Shortly after the accident on the antenna, Roy learns the probable root of its cause: Power surges are emanating from Neptune, the last known location of his dad's mission, the Lima Project. Clifford McBride (Tommy Lee Jones) was a pioneer in the search for alien life, mourned as a hero when he fell off the grid. But the new electrical explosions, causing waves of death across Earth, are reason to believe he's still alive. Thus, Roy must travel to Mars to send Clifford a carefully worded message and put an end to the catastrophe.
When the movie begins, Roy appears to be an overly competent errand boy. He's adept at his job because his heart rate never rises, but he's cold. (This puts the movie in conversation with Damien Chazelle's First Man, which argues that Neil Armstrong was able to accomplish as much as he did because of his emotional repression.) Gray gives the audience flashes of the romantic relationship Roy pushed away, with Liv Tyler appearing in spurts as the woman he abandoned. Roy narrates almost all the action, but not in overly expository fashion. Instead, these glimpses into his psyche are more abstract and meditative, keeping the tenor of the entire film even-keeled. Even when there are bursts of action, Roy's steadiness emanates. That is, until it doesn't.

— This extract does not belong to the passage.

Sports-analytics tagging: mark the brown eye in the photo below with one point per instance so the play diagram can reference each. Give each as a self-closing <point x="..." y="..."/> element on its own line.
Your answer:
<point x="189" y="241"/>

Gray's last film, The Lost City of Z, also found the director grappling with single-minded men who venture into a vast unknown out of a desire to discover that descends into destructive obsession. There, he adapted David Grann's nonfiction account of Percy Fawcett's search for a fabled ancient city in the jungles of Brazil. Here, Jones' Clifford has been consumed with the idea of contacting extraterrestrial beings. Gray is both captivated by this male archetype and interested in whittling it down in order to bare the soul at the heart of it. In that sense, Ad Astra feels like a spiritual sequel to his earlier work, with a shift in focus: It's the son who's forced to chase after his all-too-determined father that is the narrative's center.

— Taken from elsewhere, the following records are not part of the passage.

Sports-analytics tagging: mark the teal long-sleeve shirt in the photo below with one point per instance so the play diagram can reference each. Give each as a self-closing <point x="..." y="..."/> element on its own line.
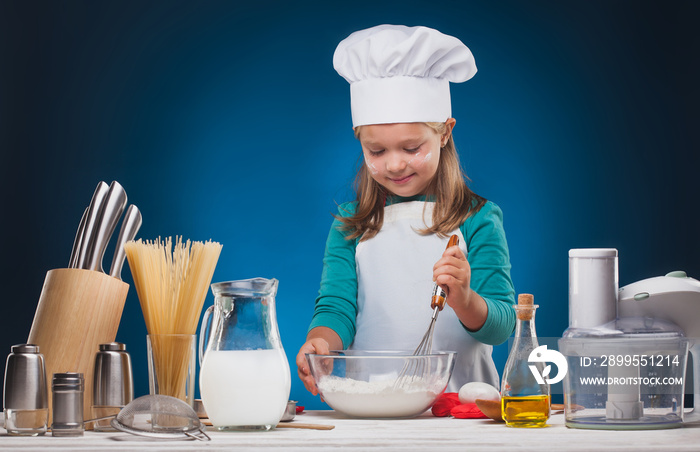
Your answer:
<point x="487" y="254"/>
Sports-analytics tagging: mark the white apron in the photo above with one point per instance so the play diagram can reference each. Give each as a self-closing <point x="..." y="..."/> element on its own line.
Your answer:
<point x="394" y="281"/>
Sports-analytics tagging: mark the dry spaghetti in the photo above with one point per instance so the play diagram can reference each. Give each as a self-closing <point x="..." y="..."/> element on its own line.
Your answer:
<point x="171" y="283"/>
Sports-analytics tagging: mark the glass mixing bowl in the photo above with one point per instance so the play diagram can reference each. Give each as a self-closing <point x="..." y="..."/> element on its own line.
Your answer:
<point x="381" y="384"/>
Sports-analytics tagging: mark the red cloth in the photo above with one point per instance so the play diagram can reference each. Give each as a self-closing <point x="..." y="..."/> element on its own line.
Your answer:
<point x="444" y="404"/>
<point x="448" y="404"/>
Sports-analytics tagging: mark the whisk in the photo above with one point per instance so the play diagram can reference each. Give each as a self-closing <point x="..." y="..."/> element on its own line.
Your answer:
<point x="437" y="302"/>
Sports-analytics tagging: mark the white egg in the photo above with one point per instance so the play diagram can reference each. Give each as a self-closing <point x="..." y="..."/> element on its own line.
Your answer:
<point x="478" y="390"/>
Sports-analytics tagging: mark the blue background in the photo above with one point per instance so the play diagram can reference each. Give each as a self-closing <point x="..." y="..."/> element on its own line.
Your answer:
<point x="225" y="120"/>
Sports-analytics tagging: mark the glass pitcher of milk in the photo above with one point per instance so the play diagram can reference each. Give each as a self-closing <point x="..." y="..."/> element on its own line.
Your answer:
<point x="244" y="378"/>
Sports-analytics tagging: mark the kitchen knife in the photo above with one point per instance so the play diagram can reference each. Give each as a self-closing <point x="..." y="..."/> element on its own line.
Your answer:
<point x="78" y="239"/>
<point x="110" y="212"/>
<point x="130" y="226"/>
<point x="90" y="223"/>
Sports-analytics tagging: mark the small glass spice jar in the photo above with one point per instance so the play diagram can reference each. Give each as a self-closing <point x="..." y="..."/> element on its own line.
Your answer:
<point x="68" y="389"/>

Though visually arresting, Ad Astra doesn't feel as slick as other recent depictions of space on screen. Gray absconds with too much digital wizardry, allowing a filmic grain to seep in that deepens the vast blackness on screen, heightening the sense of solitude. Outer space, still stunning, has become corporatized and neutered in his vision. There's also a bizarre playfulness at work. Mars comes equipped with comfort rooms where distressed travelers are embedded in images of an earthly nature out of a screensaver; the moon has been beset by pirates, battling for resources; lab monkeys on a ship have gone mad. But while Gray's idea of colonized planets is striking, it's hard to look away from Pitt.

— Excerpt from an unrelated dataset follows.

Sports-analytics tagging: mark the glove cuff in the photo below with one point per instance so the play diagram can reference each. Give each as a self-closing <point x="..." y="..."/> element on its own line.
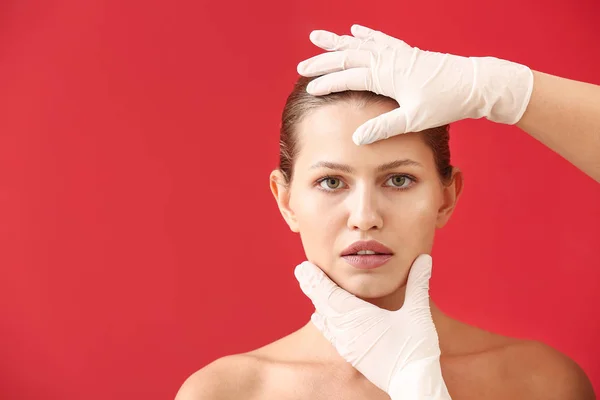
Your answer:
<point x="503" y="89"/>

Earlier this year, he embodied a cipher-like cowboy energy Quentin Tarantino's Once Upon a Time... in Hollywood as Cliff Booth, a stuntman full of deep mystery who nevertheless seems like a good hang. Roy has a similar aloofness, but he's devoid of swagger, a flattened poster of American heroism. In nearly two hours, we watch Roy fray as his ideals crumble. He emerges from that a more whole person. Not a perfect specimen, but someone with skin in the game.